Implication of Convolution with Gaussian Function Vanishing on Interval

Question

Suppose $g$ is the density of $N(0,1)$ and $f:\mathbb{R}\to\mathbb{R}$ is arbitrary. Suppose that the convolution $[f\ast g](x)=\int_{-\infty}^{\infty} f(x-t)g(t)dt=0$ for all $x$ on a closed interval $I$.

If $I=\mathbb{R}$, then we can apply the Convolution Theorem $\mathcal{F}(f\ast g)=\mathcal{F}(f)\cdot \mathcal{F}(g)$ and use fact that $\mathcal{F}(g)>0$ to deduce that $\mathcal{F}(f)=0$, and thus $f=0$ almost everywhere. But what if $I=[a,b]$ where $-\infty<a<b<+\infty$? Is it still true that $f=0$ almost everywhere?

Answer 1

Let $h=g*f$ and assume that $f$ is integrable.

Here are some facts:

1. Convolution preserves analyticity.
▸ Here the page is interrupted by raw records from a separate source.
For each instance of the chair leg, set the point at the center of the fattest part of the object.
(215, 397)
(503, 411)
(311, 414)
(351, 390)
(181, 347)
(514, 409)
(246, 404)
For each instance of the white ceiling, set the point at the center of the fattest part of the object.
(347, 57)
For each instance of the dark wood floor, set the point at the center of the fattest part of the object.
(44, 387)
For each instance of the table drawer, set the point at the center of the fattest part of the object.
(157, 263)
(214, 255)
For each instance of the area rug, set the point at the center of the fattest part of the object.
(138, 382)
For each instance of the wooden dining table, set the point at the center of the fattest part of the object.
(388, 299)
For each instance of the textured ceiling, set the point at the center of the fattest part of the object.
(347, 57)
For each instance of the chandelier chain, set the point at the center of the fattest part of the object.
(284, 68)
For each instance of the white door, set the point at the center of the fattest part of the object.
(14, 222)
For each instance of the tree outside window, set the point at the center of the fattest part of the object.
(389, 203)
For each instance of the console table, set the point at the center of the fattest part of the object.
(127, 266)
Therefore, $h$ is an analytic function on $\mathbb{R}$ since the Gaussian function is analytic.
2. Using the identity theorem for analytic functions we have that $h(x)=0,x \in [a,b] \rightarrow h(x)=0, x\in \mathbb{R}$.

Now you can use the Fourerits method to show that $f=0$ everwhere.